Une décision politique sans grand effet sur la pollution

Le problème, avec l’écologie politique, c’est qu’elle crispe les oppositions même lorsqu’il s’agit de bonnes idées. Le passage aux 30 kilomètres-heure en est une, mais imposée de façon dogmatique, sans concertation au sein du Conseil de Paris, elle ne peut que provoquer une levée de boucliers. David Belliard s’est donc contenté d’une interview à l’Agence France Presse au tournant de l’été, où il assurait vouloir « adapter » la ville au changement climatique. Mauvaise pioche ! L’effet d’une telle mesure ne convainc pas les scientifiques : « Un moteur thermique fonctionne de façon optimale entre 50 et 80 km/h, fait remarquer Jean-Baptiste Renard, chercheur au CNRS au laboratoire de physique et de chimie de l’environnement et de l’espace (LPC2E) à Orléans. En deçà, il est en sous-régime, et va donc polluer davantage. » D’autres se montrent plus sévères : « C’est une mesure sympathique qui n’aura aucun effet sur la qualité de l’air », tranche Olivier Blond, élu à la région Ile-de-France, dont il est le délégué spécial à la lutte contre la pollution de l’air. 

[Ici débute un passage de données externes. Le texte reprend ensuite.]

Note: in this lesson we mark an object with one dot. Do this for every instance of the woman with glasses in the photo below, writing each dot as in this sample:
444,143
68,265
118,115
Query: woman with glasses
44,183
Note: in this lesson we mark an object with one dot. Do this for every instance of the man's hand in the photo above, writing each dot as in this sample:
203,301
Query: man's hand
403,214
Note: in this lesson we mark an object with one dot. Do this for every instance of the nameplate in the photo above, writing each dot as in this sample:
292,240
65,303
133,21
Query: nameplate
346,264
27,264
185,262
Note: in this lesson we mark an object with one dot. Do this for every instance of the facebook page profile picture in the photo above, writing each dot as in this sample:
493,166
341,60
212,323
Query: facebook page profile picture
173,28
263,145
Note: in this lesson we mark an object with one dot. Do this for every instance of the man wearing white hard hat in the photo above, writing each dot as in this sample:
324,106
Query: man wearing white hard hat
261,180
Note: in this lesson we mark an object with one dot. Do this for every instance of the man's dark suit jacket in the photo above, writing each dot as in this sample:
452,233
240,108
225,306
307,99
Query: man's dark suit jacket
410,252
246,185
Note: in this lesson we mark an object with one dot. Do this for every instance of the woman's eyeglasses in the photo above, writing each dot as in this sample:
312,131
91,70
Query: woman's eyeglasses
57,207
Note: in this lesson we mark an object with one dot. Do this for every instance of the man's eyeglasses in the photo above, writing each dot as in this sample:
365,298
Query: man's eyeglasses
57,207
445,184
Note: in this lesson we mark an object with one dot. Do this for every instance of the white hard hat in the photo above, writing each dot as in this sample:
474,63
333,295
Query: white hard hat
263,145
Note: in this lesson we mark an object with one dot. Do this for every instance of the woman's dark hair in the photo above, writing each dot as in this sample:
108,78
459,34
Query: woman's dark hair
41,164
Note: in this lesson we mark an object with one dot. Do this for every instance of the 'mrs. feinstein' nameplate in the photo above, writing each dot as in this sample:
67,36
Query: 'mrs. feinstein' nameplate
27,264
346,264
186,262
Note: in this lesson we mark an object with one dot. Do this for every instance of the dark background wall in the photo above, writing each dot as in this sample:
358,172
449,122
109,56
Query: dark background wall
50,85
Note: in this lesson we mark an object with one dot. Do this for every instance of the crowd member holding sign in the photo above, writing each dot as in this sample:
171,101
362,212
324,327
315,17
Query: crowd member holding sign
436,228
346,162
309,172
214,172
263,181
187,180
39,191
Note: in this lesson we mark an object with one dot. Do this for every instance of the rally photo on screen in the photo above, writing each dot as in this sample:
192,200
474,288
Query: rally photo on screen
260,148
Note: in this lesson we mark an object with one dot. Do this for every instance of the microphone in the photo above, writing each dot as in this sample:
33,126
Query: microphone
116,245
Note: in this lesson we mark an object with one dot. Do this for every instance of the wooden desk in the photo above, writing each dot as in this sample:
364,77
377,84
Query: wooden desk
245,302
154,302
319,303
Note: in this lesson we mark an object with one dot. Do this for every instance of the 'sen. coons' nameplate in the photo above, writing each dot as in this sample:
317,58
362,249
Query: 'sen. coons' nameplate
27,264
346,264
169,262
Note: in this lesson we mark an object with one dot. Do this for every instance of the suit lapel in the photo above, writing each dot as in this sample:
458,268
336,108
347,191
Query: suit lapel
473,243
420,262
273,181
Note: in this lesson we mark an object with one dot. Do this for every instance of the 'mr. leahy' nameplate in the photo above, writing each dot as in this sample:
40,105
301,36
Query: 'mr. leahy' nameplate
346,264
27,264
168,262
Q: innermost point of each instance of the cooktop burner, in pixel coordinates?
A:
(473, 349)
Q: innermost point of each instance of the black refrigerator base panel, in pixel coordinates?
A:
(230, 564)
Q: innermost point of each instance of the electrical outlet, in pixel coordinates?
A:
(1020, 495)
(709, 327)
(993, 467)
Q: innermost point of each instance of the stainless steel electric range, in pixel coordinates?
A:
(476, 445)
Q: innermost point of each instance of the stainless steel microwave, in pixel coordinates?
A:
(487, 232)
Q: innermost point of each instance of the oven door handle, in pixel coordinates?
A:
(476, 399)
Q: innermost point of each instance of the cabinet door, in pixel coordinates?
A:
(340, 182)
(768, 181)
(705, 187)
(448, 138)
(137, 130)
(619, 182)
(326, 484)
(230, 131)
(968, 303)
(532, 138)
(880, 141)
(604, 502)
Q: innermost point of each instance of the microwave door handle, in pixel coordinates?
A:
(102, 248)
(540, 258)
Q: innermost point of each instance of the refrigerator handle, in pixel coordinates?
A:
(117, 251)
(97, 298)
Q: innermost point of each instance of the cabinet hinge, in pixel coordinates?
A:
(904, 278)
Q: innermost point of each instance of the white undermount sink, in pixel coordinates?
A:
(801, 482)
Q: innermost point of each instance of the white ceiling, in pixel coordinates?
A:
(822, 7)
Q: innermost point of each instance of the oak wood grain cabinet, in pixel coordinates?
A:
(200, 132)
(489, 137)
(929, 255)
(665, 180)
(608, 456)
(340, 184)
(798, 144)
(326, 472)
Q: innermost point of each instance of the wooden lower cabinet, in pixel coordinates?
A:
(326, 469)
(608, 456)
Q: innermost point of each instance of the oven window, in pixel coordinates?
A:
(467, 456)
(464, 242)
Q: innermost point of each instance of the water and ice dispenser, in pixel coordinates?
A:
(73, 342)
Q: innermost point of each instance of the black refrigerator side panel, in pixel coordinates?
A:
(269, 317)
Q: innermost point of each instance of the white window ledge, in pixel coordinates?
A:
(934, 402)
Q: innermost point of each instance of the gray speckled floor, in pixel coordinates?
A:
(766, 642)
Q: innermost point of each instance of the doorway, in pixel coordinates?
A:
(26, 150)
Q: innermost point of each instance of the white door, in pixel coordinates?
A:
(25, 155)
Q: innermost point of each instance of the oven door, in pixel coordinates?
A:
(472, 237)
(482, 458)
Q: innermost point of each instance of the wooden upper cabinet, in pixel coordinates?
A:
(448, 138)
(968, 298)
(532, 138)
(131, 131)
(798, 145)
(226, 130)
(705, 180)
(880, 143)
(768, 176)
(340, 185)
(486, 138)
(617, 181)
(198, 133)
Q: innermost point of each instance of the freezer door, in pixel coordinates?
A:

D’autres conséquences à attendre

Avant Paris, nombre de villes européennes ont pourtant franchi le pas, aux Pays-Bas et en Suisse, mais aussi en France : Grenoble (2016), Lille (2019), Nantes il y a exactement un an ou encore Montpellier depuis le 1er août. Le passage aux 30 kilomètres-heure était aussi l’une des 146 propositions de la convention citoyenne sur le climat qui fut écartée par le gouvernement sous prétexte que la décision doit en revenir aux collectivités locales. « Il existe plusieurs études, notamment de l’Agence de l’environnement et de la maîtrise de l’énergie (l’Ademe), mais leurs résultats sont très variables, insiste Anne Kauffmann, directrice des études et de la prospective d’Airparif. De nombreux paramètres entrant en compte pour juger de la qualité de l’air, l’évaluation de cette mesure nécessite des modélisations fines intégrant les évolutions du trafic. Cette mesure précise a des conséquences positives si elle a un impact sur les baisses de trafic, mais visibles sur le long terme. » Seule la ville de Grenoble dispose d’un recul suffisant. Le Centre d’études et d’expertise sur les risques, l’environnement, la mobilité et l’aménagement (Cerema) a fait un bilan qui porte sur les années de 2016 à 2019. « Nous avons observé une diminution de la vitesse moyenne (de 5 km/h), mais aussi une baisse du nombre d’accidents et de leur gravité », résume Benoît Hiron, chef du groupe sécurité des usagers et déplacements du Cerema.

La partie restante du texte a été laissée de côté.